L'Adieu à l'Innocence
Chapitre 3
Le rire gras de l'oncle de Chloé a éclaté, suivi par les gloussements de ses tantes et cousines.
"Un grand frère ! Elle est bien bonne, celle-là !"
"Le pauvre Jean, il a vraiment cru qu'il allait épouser notre Chloé !"
"Il faut être stupide pour ne rien avoir vu venir."
Leurs paroles étaient comme des pierres qu'on me jetait. Je me sentais nu, exposé, seul au milieu de cette meute de hyènes. J'ai cherché le regard de son père, Monsieur Martin, l'homme que j'avais aidé tant de fois, que je considérais presque comme un père. Il a détourné les yeux, une chope de bière déjà à la main, offerte par Antoine.
Chloé, elle, ne me voyait déjà plus. Elle était tout entière tournée vers son véritable fiancé, ajustant le col de sa chemise, lui souriant avec une adoration que je n'avais jamais vue sur son visage. Elle passait sa main sur le capot de la voiture de sport, l'air de dire : "Voilà ma vraie place".
Mon regard est tombé sur la banquette arrière de la voiture d'Antoine, où la portière était restée ouverte. Sur le cuir beige, une pile de cartons gravés de lettres dorées était posée. J'ai pu lire distinctement les premiers mots.
"Chloé Martin & Antoine Leclerc ont le plaisir de vous convier à leur mariage..."
La date était fixée à un mois plus tard, dans un château prestigieux de la région. Tout était donc prévu depuis longtemps. Mon mariage, ma cérémonie, ma fête... n'était qu'un décor pour leur drame personnel, une dernière scène humiliante pour se débarrasser de moi.
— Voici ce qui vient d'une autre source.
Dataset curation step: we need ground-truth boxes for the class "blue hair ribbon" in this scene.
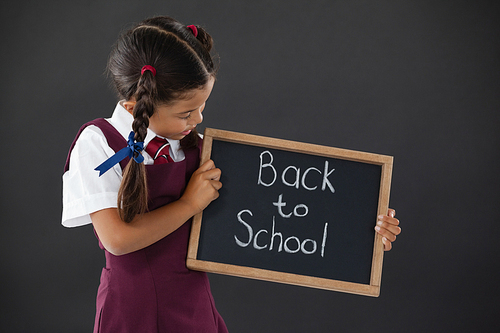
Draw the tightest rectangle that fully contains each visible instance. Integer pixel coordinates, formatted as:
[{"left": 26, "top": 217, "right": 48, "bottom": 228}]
[{"left": 94, "top": 131, "right": 144, "bottom": 177}]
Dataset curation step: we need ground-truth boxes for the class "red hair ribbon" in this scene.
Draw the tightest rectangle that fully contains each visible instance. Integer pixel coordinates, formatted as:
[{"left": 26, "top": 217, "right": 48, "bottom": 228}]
[
  {"left": 141, "top": 65, "right": 156, "bottom": 76},
  {"left": 186, "top": 25, "right": 198, "bottom": 37}
]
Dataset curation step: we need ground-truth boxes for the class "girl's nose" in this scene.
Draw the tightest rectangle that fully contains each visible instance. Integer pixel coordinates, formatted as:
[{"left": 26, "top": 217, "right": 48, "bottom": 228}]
[{"left": 191, "top": 107, "right": 204, "bottom": 125}]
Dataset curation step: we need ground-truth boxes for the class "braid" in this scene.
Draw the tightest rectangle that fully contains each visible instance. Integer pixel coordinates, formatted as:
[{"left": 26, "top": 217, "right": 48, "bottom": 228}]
[
  {"left": 108, "top": 16, "right": 217, "bottom": 222},
  {"left": 118, "top": 72, "right": 156, "bottom": 222}
]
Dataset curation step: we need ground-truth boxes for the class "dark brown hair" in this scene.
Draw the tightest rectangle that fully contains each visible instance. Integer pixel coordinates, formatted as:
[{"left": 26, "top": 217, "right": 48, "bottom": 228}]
[{"left": 108, "top": 16, "right": 216, "bottom": 222}]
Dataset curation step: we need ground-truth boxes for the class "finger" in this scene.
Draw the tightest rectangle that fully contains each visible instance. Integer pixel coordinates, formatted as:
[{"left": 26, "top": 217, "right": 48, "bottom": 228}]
[
  {"left": 377, "top": 215, "right": 399, "bottom": 225},
  {"left": 210, "top": 180, "right": 222, "bottom": 191},
  {"left": 382, "top": 237, "right": 392, "bottom": 251},
  {"left": 197, "top": 160, "right": 215, "bottom": 172},
  {"left": 203, "top": 168, "right": 221, "bottom": 180},
  {"left": 377, "top": 220, "right": 401, "bottom": 235},
  {"left": 375, "top": 224, "right": 398, "bottom": 242}
]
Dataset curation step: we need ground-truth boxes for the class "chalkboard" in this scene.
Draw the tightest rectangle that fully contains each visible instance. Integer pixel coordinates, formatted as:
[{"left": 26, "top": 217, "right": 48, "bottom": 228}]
[{"left": 186, "top": 128, "right": 393, "bottom": 296}]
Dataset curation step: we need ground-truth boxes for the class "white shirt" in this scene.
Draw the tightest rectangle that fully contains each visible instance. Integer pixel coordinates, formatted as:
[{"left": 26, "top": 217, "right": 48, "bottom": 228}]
[{"left": 62, "top": 102, "right": 185, "bottom": 227}]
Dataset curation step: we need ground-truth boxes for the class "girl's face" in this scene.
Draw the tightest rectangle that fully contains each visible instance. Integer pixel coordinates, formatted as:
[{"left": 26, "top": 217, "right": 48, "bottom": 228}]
[{"left": 123, "top": 78, "right": 215, "bottom": 140}]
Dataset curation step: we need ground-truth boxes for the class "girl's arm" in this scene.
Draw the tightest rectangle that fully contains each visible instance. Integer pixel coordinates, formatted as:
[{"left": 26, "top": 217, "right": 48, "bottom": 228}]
[{"left": 90, "top": 160, "right": 222, "bottom": 256}]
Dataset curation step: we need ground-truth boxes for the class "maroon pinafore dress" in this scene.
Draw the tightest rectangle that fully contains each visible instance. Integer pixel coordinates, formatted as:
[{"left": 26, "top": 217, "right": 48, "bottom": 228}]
[{"left": 65, "top": 119, "right": 227, "bottom": 333}]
La douleur qui m'a saisi à ce moment-là était physique. J'ai eu l'impression que mes poumons se vidaient de tout leur air. Pendant trois ans, j'avais fait des heures supplémentaires à l'usine. J'avais renoncé à tout pour mettre de l'argent de côté. J'avais mangé des pâtes pendant des semaines pour pouvoir lui offrir cette bague, cette robe, cette journée. Et tout ça n'était qu'un mensonge. Une vaste, cruelle et interminable plaisanterie.
Une question me brûlait l'esprit. Pourquoi ? Pourquoi cette comédie jusqu'au bout ? Pourquoi cette humiliation publique ? Elle aurait pu me quitter simplement. Mais non, il fallait qu'elle me détruise, qu'elle me piétine devant tout le monde.
Je la regardais rire avec Antoine, et je ne reconnaissais plus la jeune fille douce que j'avais connue. Quand était-elle devenue cette femme ? Ou peut-être l'avait-elle toujours été, et ma naïveté m'avait aveuglé.
Je ne pouvais plus rester là. Chaque seconde était une torture. J'ai fait demi-tour, le dos courbé sous le poids de la honte. Je voulais juste disparaître, m'enfoncer sous terre.
"Hé, Jean ! Attends !"
C'était la voix pâteuse de Monsieur Martin. Il s'est avancé vers moi, titubant légèrement. Je me suis arrêté, une lueur d'espoir absurde s'allumant en moi. Peut-être allait-il prendre ma défense ? Dire à sa fille qu'elle avait dépassé les bornes ?
Il a posé une main lourde sur mon épaule, son haleine sentant l'alcool bon marché.
"Tu ne pars pas sans dire au revoir, quand même. Et puis... il y a un petit truc qu'on doit régler."
Son ton n'avait rien de paternel. Il était huileux, inquiétant.